Autour d’une intrigue haletante digne d’une série américaine, tournoie un ballet de personnages (chorégraphie made in Bollywood) donnant à voir Bombay (partant l'Inde) dans tout ce qu’elle a de moins attrayant et de plus vrai : corruption, criminalité, prostitution, discriminations raciales, pauvreté et insalubrité des bidonvilles... L’auteur nous propose un parcours touristique underground, dans le Bombay des faunes interlopes et de l’argent facile, des petites misères et des grandes injustices. Le panorama est assez complet, on aimerait juste que le guide nous laisse plus de temps pour flâner aux points d’arrêt et saisir la réalité et les personnages autrement qu’à travers notre polaroïd et avec les doigts boudinés du touriste mal dégrossi.

Hélas, Vikram Chandra livre ses personnages avec le mode d’emploi, cet index des explications livrées clé en mains. Une explication signale toujours une paresse de l’auteur qui, emporté par son intrigue, ne veut pas perdre le temps de suggérer, selon la règle d’or du « show but don’t tell ». Et des explications, il y en a beaucoup dans ce livre épais, tant et si bien que les personnages dévoilent parfois leurs ficelles de marionnettes, et l’auteur d’apparaître derrière le rideau de la scène, un panneau de sous-titres à la main. Le raccourci devient une longueur et entrave le lecteur dans son désir d’empathie envers les personnages. Et dire que l’auteur sort d’un atelier de creative writting ! Ce qui aurait tendance à confirmer un doute personnel : il ne suffit pas de savoir bâtir une intrigue bien charpentée pour écrire un livre qui aurait un tant soit peu de tenue littéraire. Peut-être d’ailleurs qu’il s’agit moins de construction que de destruction : de nos préjugés, de nos facilités, de nos paresses, des longueurs enfin. Écrire, c’est choisir ; choisir, c’est élaguer ; un livre est un bonsaï. On voit que je m’égare. Reprenons.

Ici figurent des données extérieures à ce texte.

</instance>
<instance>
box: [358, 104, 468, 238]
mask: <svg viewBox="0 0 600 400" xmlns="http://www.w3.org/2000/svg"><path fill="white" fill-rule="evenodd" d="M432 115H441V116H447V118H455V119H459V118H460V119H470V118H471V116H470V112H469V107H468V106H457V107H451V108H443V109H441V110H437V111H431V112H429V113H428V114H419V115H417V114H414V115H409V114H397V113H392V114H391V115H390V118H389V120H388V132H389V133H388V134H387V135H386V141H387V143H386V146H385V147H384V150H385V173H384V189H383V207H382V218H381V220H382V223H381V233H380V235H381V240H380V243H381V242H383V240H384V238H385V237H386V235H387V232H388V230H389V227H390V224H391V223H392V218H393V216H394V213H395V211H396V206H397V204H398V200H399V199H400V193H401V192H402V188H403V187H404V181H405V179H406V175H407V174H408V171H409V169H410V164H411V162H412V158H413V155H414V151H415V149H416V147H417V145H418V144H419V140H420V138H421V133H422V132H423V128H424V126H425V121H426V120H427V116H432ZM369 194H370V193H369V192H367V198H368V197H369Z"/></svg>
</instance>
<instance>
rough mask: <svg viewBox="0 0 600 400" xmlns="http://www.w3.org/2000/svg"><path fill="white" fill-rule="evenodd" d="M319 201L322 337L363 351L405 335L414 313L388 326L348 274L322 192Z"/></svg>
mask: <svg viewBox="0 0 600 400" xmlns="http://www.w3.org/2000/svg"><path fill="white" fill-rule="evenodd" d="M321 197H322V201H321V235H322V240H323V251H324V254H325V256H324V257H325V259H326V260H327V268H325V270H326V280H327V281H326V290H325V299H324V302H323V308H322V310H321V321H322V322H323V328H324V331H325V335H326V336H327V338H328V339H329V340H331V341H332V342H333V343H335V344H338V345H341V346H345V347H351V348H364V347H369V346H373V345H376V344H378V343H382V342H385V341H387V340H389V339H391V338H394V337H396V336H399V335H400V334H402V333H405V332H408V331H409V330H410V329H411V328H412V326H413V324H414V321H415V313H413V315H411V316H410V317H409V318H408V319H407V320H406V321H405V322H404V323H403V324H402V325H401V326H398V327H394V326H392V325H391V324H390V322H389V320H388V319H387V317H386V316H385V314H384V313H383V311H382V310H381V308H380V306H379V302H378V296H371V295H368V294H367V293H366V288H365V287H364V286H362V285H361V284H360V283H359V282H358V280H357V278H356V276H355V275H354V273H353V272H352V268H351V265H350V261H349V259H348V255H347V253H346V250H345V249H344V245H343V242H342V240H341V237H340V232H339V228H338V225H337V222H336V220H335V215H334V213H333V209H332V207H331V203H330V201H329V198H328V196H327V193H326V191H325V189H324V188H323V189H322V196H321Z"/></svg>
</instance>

Je suis peut-être injuste : il y a par moments de belles phrases, des images surprenantes (surprenantes car enchâssées dans une parure grossière), des instants simplement saisis dans le vif, dans cet intervalle délicat qui sépare l’éphémère de l’évanescent. Mais tout cela ne justifie pas le Hutch Crossword Book Award 2006.

  • Le Seigneur de Bombay, de Vikram Chandra, Robert Laffont, 24 €.